Born in Longford in 1924, Stokes moved to the north-west coast while still young. He soon made a name for himself as an outstanding schoolboy footballer, representing the state at the 1938 National Schoolboys Carnival in Melbourne. Aged 15 when World War II broke out, Stokes had to wait until the age of 20 to make his first appearance in senior football, playing with Burnie in 1944-45 during one of the club’s many absences from the NWFU (at this time playing instead in the Burnie Football League). Despite playing in this lower grade of football, Stokes’ talents were apparent enough for him to be lured across to Victoria to play VFL football with Richmond. He had initially agreed to join the Tigers as early as 1944 after a visit by Tigers captain Jack Dyer and secretary Maurie Fleming, however his employment in a “protected industry” in the war effort prevented Stokes from moving to Victoria until early 1946.

Stokes made his VFL debut in Round 5, 1946 and played 13 games in his first season. Over the next six years Stokes played 93 senior games for the Tigers, including their 1st Semi Final loss to Fitzroy in 1947. A consistent and occasionally brilliant performer during his time at Punt Road, he was highly regarded both inside and outside the walls of the club – Tigers legend Jack Dyer once described Stokes as “the best thing to ever cross Bass Strait” – while his performances were often noticed by the men in white; Stokes polling 31 votes in Brownlow Medal counts in his six seasons. In 1948 Ray was joined at Richmond by his younger brother Jervis, who had also played with Burnie, and in fact it was an injury to Ray that allowed Jervis to make his debut with the Tigers. After playing all 18 games for the Tigers in 1951 – a year in which he had been spoken of as an outside Brownlow Medal chance – Ray Stokes opted to go back home to Tasmania.

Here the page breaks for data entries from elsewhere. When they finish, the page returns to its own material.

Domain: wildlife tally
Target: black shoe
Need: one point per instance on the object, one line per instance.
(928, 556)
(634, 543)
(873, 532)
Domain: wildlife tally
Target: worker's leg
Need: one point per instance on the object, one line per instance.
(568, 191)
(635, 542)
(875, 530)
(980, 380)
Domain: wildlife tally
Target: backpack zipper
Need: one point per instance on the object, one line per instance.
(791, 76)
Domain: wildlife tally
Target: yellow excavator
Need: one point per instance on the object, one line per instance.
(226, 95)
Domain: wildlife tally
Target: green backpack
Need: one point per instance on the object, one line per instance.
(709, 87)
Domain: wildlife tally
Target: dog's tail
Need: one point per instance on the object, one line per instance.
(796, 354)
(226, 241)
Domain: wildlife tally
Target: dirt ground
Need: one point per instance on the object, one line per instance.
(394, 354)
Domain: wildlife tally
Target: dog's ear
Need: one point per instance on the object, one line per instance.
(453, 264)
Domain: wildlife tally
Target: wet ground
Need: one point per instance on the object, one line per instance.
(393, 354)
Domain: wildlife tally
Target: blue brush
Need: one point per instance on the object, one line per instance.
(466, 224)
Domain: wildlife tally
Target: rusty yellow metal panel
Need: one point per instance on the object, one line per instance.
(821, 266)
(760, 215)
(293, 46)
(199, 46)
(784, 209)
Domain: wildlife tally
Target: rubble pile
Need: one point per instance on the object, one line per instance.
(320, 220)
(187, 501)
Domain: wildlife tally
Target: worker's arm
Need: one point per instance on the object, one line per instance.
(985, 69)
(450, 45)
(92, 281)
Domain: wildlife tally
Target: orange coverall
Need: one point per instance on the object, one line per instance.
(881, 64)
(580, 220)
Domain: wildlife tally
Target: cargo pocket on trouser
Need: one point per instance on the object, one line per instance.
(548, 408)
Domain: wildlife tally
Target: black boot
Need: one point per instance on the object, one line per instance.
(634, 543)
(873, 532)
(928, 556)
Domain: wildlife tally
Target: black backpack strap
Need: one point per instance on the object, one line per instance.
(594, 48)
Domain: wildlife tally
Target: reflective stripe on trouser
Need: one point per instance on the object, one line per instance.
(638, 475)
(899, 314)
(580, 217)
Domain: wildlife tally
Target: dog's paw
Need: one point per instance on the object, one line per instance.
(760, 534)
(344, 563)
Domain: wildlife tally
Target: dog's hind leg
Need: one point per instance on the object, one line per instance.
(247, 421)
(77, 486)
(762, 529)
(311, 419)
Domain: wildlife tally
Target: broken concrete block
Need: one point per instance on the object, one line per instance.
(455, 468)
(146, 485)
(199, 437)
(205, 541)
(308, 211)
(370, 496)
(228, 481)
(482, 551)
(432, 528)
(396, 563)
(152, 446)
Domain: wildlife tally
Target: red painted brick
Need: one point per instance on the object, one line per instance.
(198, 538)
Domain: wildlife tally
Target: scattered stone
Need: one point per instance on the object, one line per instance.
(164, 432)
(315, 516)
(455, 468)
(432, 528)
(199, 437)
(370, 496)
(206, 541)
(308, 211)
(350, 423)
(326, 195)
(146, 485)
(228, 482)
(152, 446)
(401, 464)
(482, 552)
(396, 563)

Upon his return, Stokes re-joined his original club Burnie, who by now had returned to the NWFU. Appointed as captain-coach of the Tigers, Stokes led the Tigers for the next six years, during which period he was the recipient of a number of individual and representative honours. He appeared twice for Tasmania at National Carnivals in 1953 and 1956 – the latter as vice-captain – while he would captain-coach the NWFU representative side numerous times between 1952 and 1957. At club level, Stokes guided his Burnie side to a premiership in 1954, a great achievement in a decade largely dominated by Ulverstone. 1954 would also see Stokes achieve the highest individual honour of his career, taking out the Wander Medal as the Best and Fairest player in the Union.

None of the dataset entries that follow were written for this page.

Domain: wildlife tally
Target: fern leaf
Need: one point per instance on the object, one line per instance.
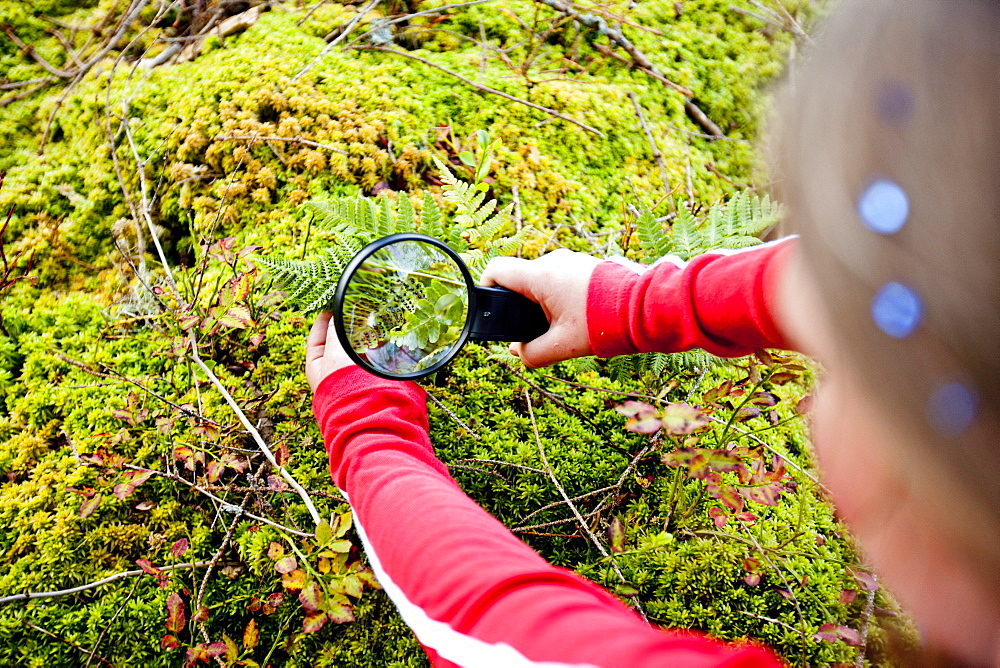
(386, 219)
(687, 242)
(430, 218)
(406, 220)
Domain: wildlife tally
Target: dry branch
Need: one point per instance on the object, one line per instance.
(657, 155)
(95, 584)
(639, 59)
(485, 89)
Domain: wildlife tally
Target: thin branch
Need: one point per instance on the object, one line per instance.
(65, 642)
(454, 417)
(657, 155)
(290, 140)
(95, 584)
(226, 506)
(485, 89)
(569, 502)
(772, 621)
(348, 29)
(866, 617)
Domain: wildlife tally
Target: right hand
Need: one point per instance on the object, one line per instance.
(558, 282)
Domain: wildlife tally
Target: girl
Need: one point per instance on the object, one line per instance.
(888, 151)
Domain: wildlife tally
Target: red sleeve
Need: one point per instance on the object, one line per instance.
(722, 301)
(472, 592)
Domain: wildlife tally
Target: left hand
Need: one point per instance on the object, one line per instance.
(324, 354)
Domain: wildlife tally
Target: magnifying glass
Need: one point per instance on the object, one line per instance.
(406, 304)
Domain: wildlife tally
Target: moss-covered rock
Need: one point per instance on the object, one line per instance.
(96, 373)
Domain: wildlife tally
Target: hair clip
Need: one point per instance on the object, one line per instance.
(897, 310)
(951, 409)
(884, 207)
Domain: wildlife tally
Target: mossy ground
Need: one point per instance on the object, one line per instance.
(386, 115)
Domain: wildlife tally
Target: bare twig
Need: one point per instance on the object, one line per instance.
(866, 617)
(485, 89)
(454, 417)
(772, 621)
(290, 140)
(344, 33)
(657, 155)
(92, 585)
(407, 17)
(103, 661)
(228, 507)
(569, 502)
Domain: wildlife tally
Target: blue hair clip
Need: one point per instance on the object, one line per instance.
(884, 207)
(897, 310)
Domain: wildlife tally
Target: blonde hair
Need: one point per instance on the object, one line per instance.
(905, 96)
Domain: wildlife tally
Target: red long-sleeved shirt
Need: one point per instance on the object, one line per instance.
(472, 592)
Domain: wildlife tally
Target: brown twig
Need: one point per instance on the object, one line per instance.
(657, 155)
(64, 641)
(92, 585)
(290, 140)
(866, 626)
(454, 417)
(485, 89)
(348, 29)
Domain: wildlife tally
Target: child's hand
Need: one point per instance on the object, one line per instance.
(558, 281)
(324, 354)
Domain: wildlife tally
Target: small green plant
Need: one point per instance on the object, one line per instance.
(726, 226)
(476, 230)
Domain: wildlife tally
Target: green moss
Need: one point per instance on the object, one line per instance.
(87, 313)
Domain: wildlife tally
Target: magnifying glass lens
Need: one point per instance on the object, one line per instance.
(405, 307)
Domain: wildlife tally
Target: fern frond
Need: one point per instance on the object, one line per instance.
(406, 219)
(687, 241)
(430, 218)
(386, 218)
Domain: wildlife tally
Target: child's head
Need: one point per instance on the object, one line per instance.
(889, 155)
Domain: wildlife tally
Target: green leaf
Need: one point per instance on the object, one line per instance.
(324, 533)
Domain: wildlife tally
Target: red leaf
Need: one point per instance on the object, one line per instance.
(340, 613)
(747, 412)
(234, 461)
(286, 564)
(313, 622)
(281, 454)
(147, 566)
(90, 505)
(849, 635)
(311, 597)
(277, 483)
(123, 489)
(681, 419)
(827, 633)
(718, 516)
(214, 470)
(251, 635)
(273, 601)
(175, 613)
(294, 580)
(179, 548)
(866, 581)
(616, 535)
(782, 377)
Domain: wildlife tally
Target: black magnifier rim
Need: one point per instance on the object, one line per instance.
(345, 279)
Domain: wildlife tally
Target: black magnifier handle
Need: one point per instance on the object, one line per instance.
(505, 315)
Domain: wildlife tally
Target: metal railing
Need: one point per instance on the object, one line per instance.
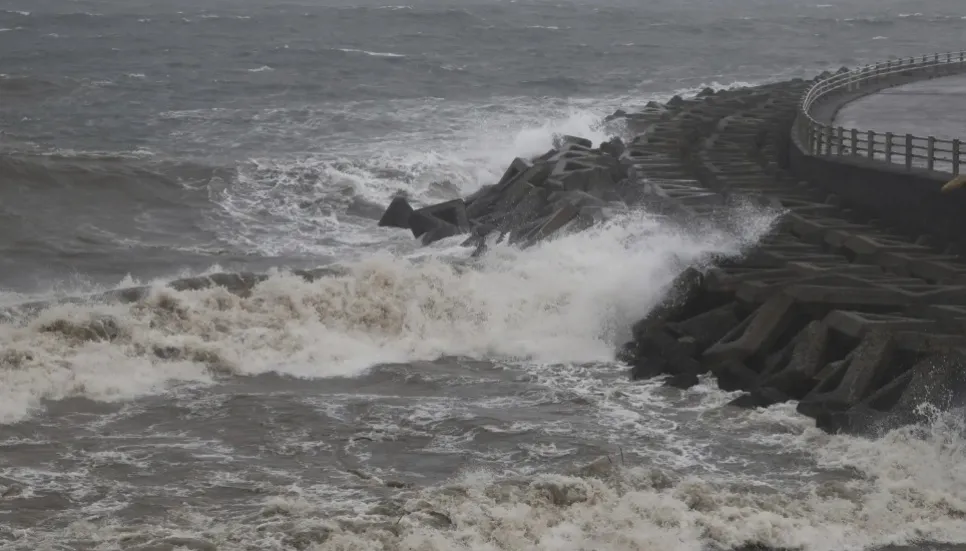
(929, 152)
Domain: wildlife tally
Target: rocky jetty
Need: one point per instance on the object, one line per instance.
(856, 321)
(571, 187)
(859, 323)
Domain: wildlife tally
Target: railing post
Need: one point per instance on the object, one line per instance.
(908, 151)
(908, 158)
(955, 157)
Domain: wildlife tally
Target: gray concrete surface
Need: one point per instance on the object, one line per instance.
(928, 108)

Stokes retired from football after the 1957 season. In later life he kept strong links with Richmond and was close mates with coaching great Tom Hafey. He also stayed involved with the NWFU, covering the competition for The Mercury for some years. Away from football Stokes was a more than competent cricketer, playing nine first class matches for Tasmania – the last aged 41 in 1966/67 – and topping the batting averages for the Burnie Cricket Club in 10 of his 15 seasons.

A beloved sporting identity on the north-west coast, Ray Stokes passed away in 2017 at the age of 92.